Kucurahkan Cintaku pada Indonesia Melalui Pendidikan Bangsa

Generasi muda adalah tonggak pembangunan bangsa. Generasi muda bagai pedang bermata dua yang apabila diasah dengan baik mampu menghancurkan benda apa saja di hadapannya. Pedang ini bergerak sesuai kehendak penggunanya. Menerjang ke arah musuh ataukah menyerang balik orang yang menggunakannya. Artinya, generasi muda mampu mengangkat harkat dan martabat bangsa dan sekaligus menjatuhkannya hingga tak tersisa. Maka sudah seharusnya mereka diarahkan dengan benar demi kemajuan bangsa. Dengan cara apa? Pendidikan salah satunya.
Semangat muda generasi muda (sumber)

Mengapa pendidikan?
Karena manusia terlahir untuk belajar. Sedari kecil seorang bayi diajar untuk mengenal lingkungannya, belajar menggapai-gapai mainannya, belajar berucap dan seterusnya. Secara naluriah, manusia memiliki hasrat belajar dari kecil hingga dewaasa.

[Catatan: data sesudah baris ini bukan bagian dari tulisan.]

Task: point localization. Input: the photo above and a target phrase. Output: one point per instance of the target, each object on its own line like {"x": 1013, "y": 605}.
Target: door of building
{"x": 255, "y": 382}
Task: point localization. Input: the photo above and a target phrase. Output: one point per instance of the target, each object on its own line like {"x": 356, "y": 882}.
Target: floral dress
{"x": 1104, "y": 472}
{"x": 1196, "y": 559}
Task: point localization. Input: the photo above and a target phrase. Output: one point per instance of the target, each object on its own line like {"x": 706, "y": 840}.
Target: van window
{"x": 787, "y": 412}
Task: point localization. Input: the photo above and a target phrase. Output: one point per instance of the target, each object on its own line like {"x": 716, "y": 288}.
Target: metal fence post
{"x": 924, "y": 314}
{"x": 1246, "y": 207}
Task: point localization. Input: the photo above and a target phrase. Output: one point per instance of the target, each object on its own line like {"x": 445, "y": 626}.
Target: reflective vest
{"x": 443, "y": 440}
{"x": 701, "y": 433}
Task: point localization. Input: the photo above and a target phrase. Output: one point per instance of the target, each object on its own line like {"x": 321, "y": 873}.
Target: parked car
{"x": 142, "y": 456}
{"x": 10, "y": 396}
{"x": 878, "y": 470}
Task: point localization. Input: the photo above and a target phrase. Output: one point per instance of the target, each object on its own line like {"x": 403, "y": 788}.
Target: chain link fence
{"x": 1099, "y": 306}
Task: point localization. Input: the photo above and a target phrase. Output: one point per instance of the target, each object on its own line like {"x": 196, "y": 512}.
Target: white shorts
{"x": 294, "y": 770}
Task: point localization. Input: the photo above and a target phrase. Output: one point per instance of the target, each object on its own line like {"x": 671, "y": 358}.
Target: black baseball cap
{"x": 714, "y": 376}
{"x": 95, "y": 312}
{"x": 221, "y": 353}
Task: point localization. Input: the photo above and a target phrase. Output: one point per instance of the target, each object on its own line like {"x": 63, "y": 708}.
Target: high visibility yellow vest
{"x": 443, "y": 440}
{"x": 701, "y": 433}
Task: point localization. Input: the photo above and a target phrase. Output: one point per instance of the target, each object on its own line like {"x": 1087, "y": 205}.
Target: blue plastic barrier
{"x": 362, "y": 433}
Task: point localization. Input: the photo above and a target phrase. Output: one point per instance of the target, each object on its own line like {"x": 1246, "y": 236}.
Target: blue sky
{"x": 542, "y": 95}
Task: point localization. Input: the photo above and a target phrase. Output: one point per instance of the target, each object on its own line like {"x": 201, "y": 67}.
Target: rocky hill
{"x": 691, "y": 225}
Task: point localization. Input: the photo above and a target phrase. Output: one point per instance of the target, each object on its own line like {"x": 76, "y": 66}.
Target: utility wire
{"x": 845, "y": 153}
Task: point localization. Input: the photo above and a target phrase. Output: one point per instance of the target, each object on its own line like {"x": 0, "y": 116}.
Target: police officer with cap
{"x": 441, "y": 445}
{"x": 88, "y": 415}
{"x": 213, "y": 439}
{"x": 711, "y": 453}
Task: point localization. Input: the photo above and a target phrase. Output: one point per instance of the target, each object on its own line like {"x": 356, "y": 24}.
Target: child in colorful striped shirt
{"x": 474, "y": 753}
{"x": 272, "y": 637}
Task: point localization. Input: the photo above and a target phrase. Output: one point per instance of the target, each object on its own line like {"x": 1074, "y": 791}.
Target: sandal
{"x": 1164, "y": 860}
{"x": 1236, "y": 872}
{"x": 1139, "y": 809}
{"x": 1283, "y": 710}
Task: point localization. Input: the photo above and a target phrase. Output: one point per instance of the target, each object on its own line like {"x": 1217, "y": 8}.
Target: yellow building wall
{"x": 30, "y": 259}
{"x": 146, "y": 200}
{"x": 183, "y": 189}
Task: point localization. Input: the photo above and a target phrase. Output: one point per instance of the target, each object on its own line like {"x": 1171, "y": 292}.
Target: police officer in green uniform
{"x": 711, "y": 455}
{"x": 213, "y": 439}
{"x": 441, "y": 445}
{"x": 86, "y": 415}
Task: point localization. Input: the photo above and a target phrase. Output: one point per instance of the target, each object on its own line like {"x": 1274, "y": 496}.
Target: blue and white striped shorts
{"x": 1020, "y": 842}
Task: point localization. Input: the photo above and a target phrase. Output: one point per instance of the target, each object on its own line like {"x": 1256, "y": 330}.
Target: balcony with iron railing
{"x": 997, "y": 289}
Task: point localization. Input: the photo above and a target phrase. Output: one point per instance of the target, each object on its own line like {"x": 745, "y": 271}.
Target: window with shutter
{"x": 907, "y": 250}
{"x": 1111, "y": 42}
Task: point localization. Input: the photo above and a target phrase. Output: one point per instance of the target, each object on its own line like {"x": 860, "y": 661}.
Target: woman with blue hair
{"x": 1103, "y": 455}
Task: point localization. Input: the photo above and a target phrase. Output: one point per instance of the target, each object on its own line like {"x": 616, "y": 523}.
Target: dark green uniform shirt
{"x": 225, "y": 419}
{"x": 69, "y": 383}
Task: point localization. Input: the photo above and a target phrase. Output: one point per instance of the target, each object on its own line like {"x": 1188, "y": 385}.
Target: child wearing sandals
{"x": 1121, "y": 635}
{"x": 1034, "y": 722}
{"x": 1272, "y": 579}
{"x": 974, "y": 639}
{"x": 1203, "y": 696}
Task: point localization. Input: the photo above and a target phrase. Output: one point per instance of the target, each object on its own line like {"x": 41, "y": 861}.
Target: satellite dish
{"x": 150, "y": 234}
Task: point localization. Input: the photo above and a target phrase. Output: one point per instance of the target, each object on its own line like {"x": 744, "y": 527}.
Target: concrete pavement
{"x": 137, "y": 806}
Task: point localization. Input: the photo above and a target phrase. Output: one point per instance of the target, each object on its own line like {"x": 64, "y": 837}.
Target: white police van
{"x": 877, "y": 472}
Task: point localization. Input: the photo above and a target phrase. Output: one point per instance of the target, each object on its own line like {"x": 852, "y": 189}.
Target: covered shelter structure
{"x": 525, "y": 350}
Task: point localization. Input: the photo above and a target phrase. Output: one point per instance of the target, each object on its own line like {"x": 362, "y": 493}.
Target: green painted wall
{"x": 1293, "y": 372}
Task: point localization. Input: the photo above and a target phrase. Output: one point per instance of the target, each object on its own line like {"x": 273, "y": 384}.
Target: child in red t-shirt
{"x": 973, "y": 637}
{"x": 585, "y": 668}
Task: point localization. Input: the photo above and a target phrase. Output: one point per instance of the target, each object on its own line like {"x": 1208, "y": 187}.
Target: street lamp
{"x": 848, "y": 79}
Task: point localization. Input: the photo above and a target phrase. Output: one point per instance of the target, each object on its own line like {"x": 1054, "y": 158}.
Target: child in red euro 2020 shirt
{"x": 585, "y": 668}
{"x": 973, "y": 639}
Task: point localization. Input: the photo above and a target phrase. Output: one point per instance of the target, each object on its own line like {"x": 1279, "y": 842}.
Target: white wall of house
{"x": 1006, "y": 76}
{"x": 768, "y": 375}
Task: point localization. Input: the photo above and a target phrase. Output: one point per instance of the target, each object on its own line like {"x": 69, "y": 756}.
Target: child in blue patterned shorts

Berdasarkan pengalaman saya sebagai anak didik (dulu) dan pendidik (sekarang), kaum muda memiliki rasa ingin tahu yang menggebu. Sangat patut bagi kita untuk mengarahkan pendidikan mereka ke arah pendidikan berbasis nasionalisme agar mereka tidak semakin jauh terseret arus modernisasi yang cenderung mengikis rasa nasionalisme itu sendiri. Nasionalisme tidak hanya dibuktikan melalui lagu 'Indonesia Raya', tapi juga via tindakan. Oleh karenanya, aku membulatkan tekatku untuk mempersembahkan rasa cintaku dalam dunia pendidikan guna mendidik generasi muda setelahku dan demi menjalankan amanat Pembukaan Undang-Undang Dasar 1945, yaitu 'mencerdaskan kehidupan bangsa'.
Rasa bangga kala melihat mereka aktif dalam pembelajaran

Fenomena yang terjadi saat ini justru mempertunjukkan bagaimana rasa cinta Indonesia dalam diri jiwa muda ini mulai terkikis dan terkukus. Mereka, bahkan aku, kami, tak lagi mengenal budaya bangsa. Kami cenderung ngalor ngidul mengikuti perubahan jaman, kadang kebarat-baratan kadang sangat ketimuran. Coba saja tanyakan siapa idola mereka! Kebanyakan akan menjawab artis-artis beken nan populer. Bagaimana jika ditanya siapa Kapten Pattimura? Aku pernah ngetes murid-murid SMA-ku dengan pertanyaan ini. Lucunya, murid IPA banyak yang tidak tahu, murid IPS sebagian tahu sebagian lagi menjawab 'Itu lho bu, yang ada di uang seribuan' *dieengg!
Haha, dasar anak IPS!
Tapi di balik fenomena ini aku menyimpan keprihatinan yang mendalam. Kalau kata anak gaul jaman sekarang, 'Sakitnya itu di sinih. . .' (sambil tunjuk dada).
Miris memang. Maka dari itu aku bertekad mengembalikan kesadaran sang jiwa-jiwa muda untuk kembali mencintai Indonesia. Sembari mengajar kimia SMA, sesekali ku selingi mereka dengan pengetahuan yang berkaitan dengan kehidupan sehari-hari melalui conceptual learning. Misal, mengkaitkan materi benzena dengan senyawa-senyawa beracun yang ada dalam narkoba. Betapa senyawa itu, misalnya turunan morfina, mampu menurunkan sistem kerja otak, menyebabkan ketagihan dan kelumpuhan. Melalui penuturan bahaya-bahaya obat-obatan terlarang itu, mereka sengaja 'kubuat ngeri' dengan akibatnya. Dan betapa bersyukurnya diriku mendapati mereka cukup mengerti untuk menjauhi obat-obat itu sehingga sekolah kami tidak pernah menemui kasus yang berkaitan dengan barang haram itu.
Pernah suatu ketika aku memperkenalkan cara sederhana untuk mendeteksi bahan pewarna buatan menggunakan indikator kunyit. Betapa senangnya mereka mengetahui bahwa mereka bisa menghindari bahaya jangka panjang dari zat pewarna dengan cara yang sangat sederhana. Siswaku ini begitu antusias membawa sampel-sampel makanan dan minuman yang berwarna-warni. Sembari ku bekali materi, beberapa petuah kusampaikan agar mereka senantiasa menjaga kesehatan tubuh. Karena dari tubuh yang sehat tumbuh jiwa yang kuat. Dari jiwa yang kuat, tumbuh mental yang kokoh dan tidak mudah goyah mengikuti arus zaman. Dengan begitu, perlahan, kukenalkan dengan rasa cinta Indonesia. Hasrat untuk selalu melindungi negeri tercinta melalui jiwa raga yang sehat.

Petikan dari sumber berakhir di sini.